Stan parle de se couper pour avoir une « ruée soudaine », potentiellement une forme d’automédication. Stan pourrait gérer ses sentiments grâce à une augmentation des produits chimiques « feel good” appelés peptides opioïdes. La recherche a révélé que les patients atteints d’un trouble de la personnalité limite qui s’automutilent ont de faibles niveaux de ces produits chimiques dans le liquide autour de leur cerveau et de leur colonne vertébrale. Et il a été suggéré qu’une augmentation compensatoire des récepteurs à ces produits chimiques produit une réponse accrue à la douleur. La coupe à son tour procure un calme apaisant et euphorique et un soulagement de la douleur.

Dans le verset trois, la colère de Stan et la trahison perçue s’intensifient. Il en veut maintenant à Slim Shady, arrachant des photos de lui de ses murs. Ce revirement peut refléter le « fractionnement », un phénomène psychologique développé par le psychanalyste Ronald Fairbairn dans lequel une personne ne parvient pas à accepter les côtés positifs et négatifs d’elle-même et des autres.

On l’appelle parfois « penser tout ou rien ». Le processus commence lorsqu’un enfant fait l’expérience de la (bonne) mère – celle qui est capable de satisfaire entièrement ses besoins – et de la (mauvaise) mère – celle qui laisse tomber l’enfant. Au départ, l’enfant voit deux mères différentes, mais est plus tard capable d’intégrer les deux dans l’idée d’un tout cohérent. Chez certains, cette prise de conscience conduit à une déception excessive et à une vision polarisée des autres si leurs besoins ne sont pas satisfaits – ou à une idéalisation excessive des autres s’ils le sont.

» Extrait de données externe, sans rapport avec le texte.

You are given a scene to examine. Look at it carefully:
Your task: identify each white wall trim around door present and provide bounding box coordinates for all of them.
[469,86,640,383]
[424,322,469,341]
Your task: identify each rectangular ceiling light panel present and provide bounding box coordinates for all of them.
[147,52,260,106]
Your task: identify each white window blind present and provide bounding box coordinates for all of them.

Premières expériences avec la mère.

Stan accélère maintenant imprudemment en état d’ébriété et semble avoir pris une surdose de « downers”, tels que les benzodiazépines ou les opiacés. Son agression est apparente alors que sa partenaire enceinte est ligotée dans le coffre de la voiture. Stan impute cette situation au rejet de Slim Shady. Il se bat contre la trahison, l’abandon et le rejet perçus et cherche à punir Slim Shady. Son intention semble être de mettre fin à ses jours en conduisant sur le pont, se tuant lui-même, sa compagne et leur enfant à naître. La scène se termine avec la réalisation de Stan que son message enregistré à Slim Shady pourrait ne pas l’atteindre, reflétant à nouveau l’impulsivité et une incapacité à penser à l’avenir.

Tous ces thèmes récurrents dans l’histoire de Stan sont susceptibles d’être des problèmes de longue date. Bien sûr, notre analyse spécule sur les possibilités de problèmes de santé mentale et de diagnostics fictifs – le diagnostic d’un trouble de santé mentale est en réalité un processus complexe et les cliniciens prennent des informations auprès des patients et obtiennent d’autres informations sur l’histoire de relations proches autour d’eux.

Stan est un canal pour disséquer les problèmes liés à la santé mentale et nous soulignons encore une fois qu’il ne s’agit pas d’attribuer la violence à la majorité de ceux qui traitent de problèmes de santé mentale.